Cultivation is what produces a garden from a field of weeds. One side says to let the weeds grow wild and tomatoes will emerge eventually. The other side says to burn the field to ashes so that the tomatoes will have the space to actually grow. The Christian ethic is to allow the good to grow while weeding out the false. This takes work and lots of it. Yet, this is the only way a good garden can grow. You encourage the good and discourage the bad. This cultivation requires wisdom, virtue, justice, and many other things that secularists can only guess at and try and reinvent. The sad reality is that people don't want what works which is Christianity but that thing which saves them from working and thinking. Libertarians are those who think the garden that is uncultivated grows best, and they spend the bulk of their time not doing anything about it except to lament when someone sets their field of weeds on fire from time to time.

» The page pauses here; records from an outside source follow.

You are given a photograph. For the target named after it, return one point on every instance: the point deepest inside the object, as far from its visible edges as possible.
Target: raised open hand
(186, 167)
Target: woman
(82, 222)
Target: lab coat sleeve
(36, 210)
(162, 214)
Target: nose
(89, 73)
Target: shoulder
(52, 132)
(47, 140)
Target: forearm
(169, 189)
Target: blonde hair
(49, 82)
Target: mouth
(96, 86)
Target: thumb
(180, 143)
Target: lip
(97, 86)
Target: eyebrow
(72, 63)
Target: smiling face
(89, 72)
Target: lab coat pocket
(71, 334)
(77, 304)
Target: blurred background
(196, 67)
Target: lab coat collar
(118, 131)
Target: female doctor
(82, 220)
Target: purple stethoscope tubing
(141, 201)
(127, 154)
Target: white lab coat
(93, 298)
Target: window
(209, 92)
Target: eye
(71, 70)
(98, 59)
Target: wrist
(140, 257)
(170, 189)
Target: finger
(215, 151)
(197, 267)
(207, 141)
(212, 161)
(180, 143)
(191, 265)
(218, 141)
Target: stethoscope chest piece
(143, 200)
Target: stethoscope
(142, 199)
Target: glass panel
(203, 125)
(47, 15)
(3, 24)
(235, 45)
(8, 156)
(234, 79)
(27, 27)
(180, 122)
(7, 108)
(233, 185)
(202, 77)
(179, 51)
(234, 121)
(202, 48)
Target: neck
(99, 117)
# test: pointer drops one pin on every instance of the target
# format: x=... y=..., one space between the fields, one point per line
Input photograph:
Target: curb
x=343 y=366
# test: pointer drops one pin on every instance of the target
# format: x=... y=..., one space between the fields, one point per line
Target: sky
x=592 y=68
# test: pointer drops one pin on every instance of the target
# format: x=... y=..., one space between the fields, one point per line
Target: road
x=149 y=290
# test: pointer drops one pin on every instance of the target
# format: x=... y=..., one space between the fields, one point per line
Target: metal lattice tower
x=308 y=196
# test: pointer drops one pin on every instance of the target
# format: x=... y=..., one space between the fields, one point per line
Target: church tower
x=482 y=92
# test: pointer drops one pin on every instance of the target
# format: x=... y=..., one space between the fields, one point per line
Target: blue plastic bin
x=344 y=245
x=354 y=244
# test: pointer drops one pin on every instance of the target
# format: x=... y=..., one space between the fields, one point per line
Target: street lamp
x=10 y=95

My own life and intellectual journey has been a microhistory of the macrohistory of Western civilization. I began with Protestantism which led to atheism, philosophy, and libertarianism. But when I encountered Catholicism which is the true Christian religion created by God and not man, I knew it was superior to my inferior worldview. Whatever criticisms can be hurled at Catholicism, it isn't because Catholicism fails but because people fail to live up to what Catholicism teaches. People wonder why I suddenly embraced the Catholic religion, and I did it the same way a thirsty man reaches for a glass of water. In a world of confusion and emptiness, I could see clearly the order and common sense and wisdom in Roman Catholicism.

People are not going to find the right way on their own. That is the story of the Bible and human history. Humanity cannot save itself. God had to intervene, and God still intervenes even today. People believe that Christianity emerged from pagan superstitions, and today's enlightened thinkers have emerged from the superstitions of Christianity. But this is a myth. The reality is that Christianity came from God, and people now reject it to return to the pagan superstitions of the pre-Christian world. There is no progress. There is simply regress. The barbarians have traded their axes and swords for predator drones and nuclear weapons.

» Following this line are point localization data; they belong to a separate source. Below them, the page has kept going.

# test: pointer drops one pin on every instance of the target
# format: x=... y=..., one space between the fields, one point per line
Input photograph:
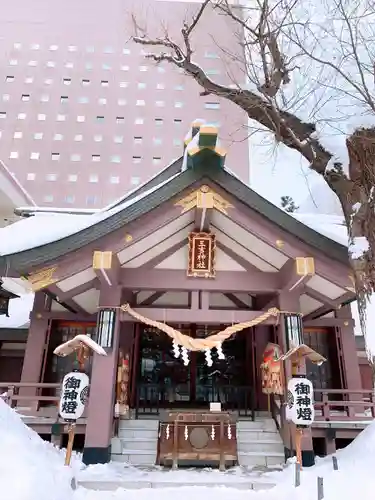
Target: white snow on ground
x=31 y=469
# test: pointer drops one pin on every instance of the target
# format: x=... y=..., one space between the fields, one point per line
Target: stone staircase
x=137 y=442
x=259 y=443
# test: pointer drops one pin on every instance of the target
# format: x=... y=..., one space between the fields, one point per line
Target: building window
x=91 y=200
x=212 y=72
x=212 y=105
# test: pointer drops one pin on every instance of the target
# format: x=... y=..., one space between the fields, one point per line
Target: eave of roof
x=25 y=260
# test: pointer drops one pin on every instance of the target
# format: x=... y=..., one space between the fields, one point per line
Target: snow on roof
x=42 y=229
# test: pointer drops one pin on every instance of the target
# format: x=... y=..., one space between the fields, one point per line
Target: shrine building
x=191 y=253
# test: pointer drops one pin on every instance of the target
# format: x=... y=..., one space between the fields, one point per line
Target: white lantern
x=300 y=402
x=74 y=394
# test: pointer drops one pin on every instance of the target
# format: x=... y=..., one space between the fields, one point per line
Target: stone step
x=139 y=443
x=257 y=458
x=127 y=434
x=99 y=485
x=262 y=446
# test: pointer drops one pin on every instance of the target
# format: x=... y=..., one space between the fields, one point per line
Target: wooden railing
x=340 y=404
x=31 y=396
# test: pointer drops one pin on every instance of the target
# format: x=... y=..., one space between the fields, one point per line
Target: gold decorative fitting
x=42 y=279
x=204 y=195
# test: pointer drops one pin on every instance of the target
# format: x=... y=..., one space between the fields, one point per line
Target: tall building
x=84 y=116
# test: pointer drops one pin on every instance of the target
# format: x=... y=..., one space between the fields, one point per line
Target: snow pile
x=30 y=469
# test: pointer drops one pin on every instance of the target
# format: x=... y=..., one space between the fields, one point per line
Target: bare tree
x=309 y=69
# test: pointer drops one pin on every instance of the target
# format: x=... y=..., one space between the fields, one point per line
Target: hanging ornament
x=219 y=350
x=176 y=349
x=229 y=434
x=185 y=356
x=207 y=353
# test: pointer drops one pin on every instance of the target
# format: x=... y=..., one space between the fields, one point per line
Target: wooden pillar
x=100 y=412
x=35 y=347
x=289 y=301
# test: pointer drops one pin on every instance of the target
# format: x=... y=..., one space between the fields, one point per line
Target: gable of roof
x=176 y=178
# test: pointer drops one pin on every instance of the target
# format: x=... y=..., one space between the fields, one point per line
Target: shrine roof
x=50 y=236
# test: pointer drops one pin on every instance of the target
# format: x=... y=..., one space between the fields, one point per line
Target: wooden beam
x=106 y=267
x=210 y=316
x=169 y=280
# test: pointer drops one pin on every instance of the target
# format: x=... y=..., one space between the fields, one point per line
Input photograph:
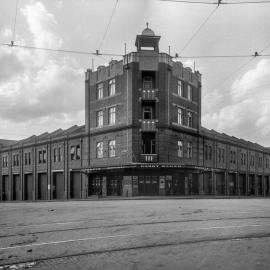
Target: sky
x=43 y=91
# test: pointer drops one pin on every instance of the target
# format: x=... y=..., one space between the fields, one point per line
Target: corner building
x=142 y=136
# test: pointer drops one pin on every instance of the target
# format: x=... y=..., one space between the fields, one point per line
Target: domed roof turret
x=147 y=31
x=147 y=39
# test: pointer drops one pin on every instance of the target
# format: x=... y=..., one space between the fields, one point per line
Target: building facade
x=142 y=136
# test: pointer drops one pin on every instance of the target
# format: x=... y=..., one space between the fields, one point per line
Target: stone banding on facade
x=142 y=136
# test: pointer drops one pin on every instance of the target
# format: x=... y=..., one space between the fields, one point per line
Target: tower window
x=112 y=115
x=180 y=149
x=100 y=118
x=189 y=150
x=189 y=92
x=100 y=91
x=180 y=115
x=112 y=148
x=179 y=88
x=111 y=87
x=147 y=113
x=147 y=83
x=100 y=150
x=189 y=119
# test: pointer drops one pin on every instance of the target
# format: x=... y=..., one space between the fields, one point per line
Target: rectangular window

Libertarianism was born out of the reaction to the horrors of all those Enlightenment philosophies run amuck. It doesn't have the answer, but it does have the virtue of dismantling the guillotine before the heads start rolling. Libertarianism is the Enligthenment defanged. It doesn't have any answers except to refrain from killing people for not thinking like you do. But this is essentially a Christian idea. If some kind of order were to emerge from the chaos of liberty, it would look very much like Christianity which is why I ask the most absurd yet most elementary of questions. Why reinvent something that already exists?